Clarisse wore a sacklike white gown, a green mask, gloves of india rubber, and smoked glasses, but her curly black hair gave her away, and even the hard realities of her vocation hadn’t dulled the singular light in her face. The sight of Delphine caused her to rip off her mask and gloves and then, torn between excitement at seeing her friend and the gravity of the situation, she threw out her hands and stepped closer. She looked around to see if anyone was watching, for the Strub family practiced resolute control and reverence in the presence of the dead, and she should not be seen joking about with a friend. Finding that they were alone, Clarisse screwed her face into a mask of hideous intensity. They had acted together in town theater as first and second witch in Macbeth.

“When shall we three meet again,” she hissed. “In thunder, lightning, or in rain?”

“When the hurly-burly’s done, When the battle’s lost and won,” Delphine went on.
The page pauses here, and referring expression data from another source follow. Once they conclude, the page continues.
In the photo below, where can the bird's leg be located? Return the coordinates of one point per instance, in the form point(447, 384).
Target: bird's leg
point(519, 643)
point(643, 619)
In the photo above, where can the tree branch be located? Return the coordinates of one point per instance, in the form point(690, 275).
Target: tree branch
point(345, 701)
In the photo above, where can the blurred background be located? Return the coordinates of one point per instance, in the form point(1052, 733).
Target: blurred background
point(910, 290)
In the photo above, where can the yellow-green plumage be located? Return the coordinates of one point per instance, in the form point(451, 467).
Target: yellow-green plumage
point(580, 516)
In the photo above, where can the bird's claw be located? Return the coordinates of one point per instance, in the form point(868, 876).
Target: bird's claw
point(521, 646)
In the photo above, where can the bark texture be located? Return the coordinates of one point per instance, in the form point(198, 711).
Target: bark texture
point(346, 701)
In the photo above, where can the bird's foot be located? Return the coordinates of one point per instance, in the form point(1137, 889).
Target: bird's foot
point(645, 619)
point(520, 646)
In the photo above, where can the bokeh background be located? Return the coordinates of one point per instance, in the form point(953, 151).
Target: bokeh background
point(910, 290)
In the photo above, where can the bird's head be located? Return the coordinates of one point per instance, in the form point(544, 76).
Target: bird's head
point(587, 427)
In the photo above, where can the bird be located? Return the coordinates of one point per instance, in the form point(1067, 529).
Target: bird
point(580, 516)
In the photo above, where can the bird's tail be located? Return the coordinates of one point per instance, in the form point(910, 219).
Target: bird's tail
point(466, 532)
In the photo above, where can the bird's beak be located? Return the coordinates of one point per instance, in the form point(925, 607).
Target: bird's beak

The two could have gone on and on like this, for they knew practically the entire play as they’d understudied Lady Macbeth, and everyone else in the cast, but Aurelius appeared with a grim-looking package, and Clarisse made signs for talking later. Delphine mimed sympathy. They could communicate perfectly with facial expressions. Clarisse twisted up her face and from one side of her mouth croaked, “Like a rat without a tail, I’ll do, I’ll do, and I’ll do.”

Before she returned to her work, with a flash of intrigue, she pointed to Delphine’s tent, across the field, and at Cyprian, who with his shirt off was practicing his gymnastic exercises and his balances on a chair dragged from the kitchen. Clarisse winked over the hygienic green mask and then turned to continue with her difficult tasks. They were going to have to vat the bodies right in the yard, Delphine saw. A three-sided canvas screen had been set up just beyond the door and the smell of formalin and rubbing alcohol came from behind it. Jugs of distilled water were neatly lined up on the grass. There was a sense about the scene, now, of efficiency and seriousness. When the Strubs appeared to take charge of the dead, there always was a sense of relief. Clarisse was still regarded as a bit exuberant, but the Strubs generally developed the right temperament for the job, a matter-of-fact sympathy not at all unctuous, oily, or sweet. The town relied upon them. The dead were complicated in their helplessness, and made everyone around them helpless, too, except the Strubs.

As Delphine walked her packages out to the tent, she saw that Cyprian had made a little fireplace out of rocks. He was proving remarkably handy, she thought, in ways odd and wonderful. For instance, the fireplace was not a lazy round circle of rocks, it was carefully fit stone on mortared stone. There was a chimney, a little shelf. A hook set into the mortar. He was fixing up the chicken coop. And, too, there was his beauty.

As Cyprian turned toward her with a gentle sideways glance his profile caught her breath. His eyes were deeply set, a resinous coal, and his nose was a classical line with perfect teardrops of nostrils. There was a slight curve to his lips, and an eerie perfection to his teeth when he smiled. It was that last, the even whiteness of his teeth, she decided now, that might possibly make his face too handsome to be handsome. Yes, she imagined, regarding him more critically, there was something to that. Some imperfection makes a face much stronger looking, gives it points of interest. Or am I just jealous? Protecting my own heart?

She held out the packages. He took them from her and added them to his juggling routine, happily catching and tossing them before him and behind him, in the air, under a leg lifted straight out and pointy-toed like a ballerina’s, and then crooked to the side like a pissing dog’s.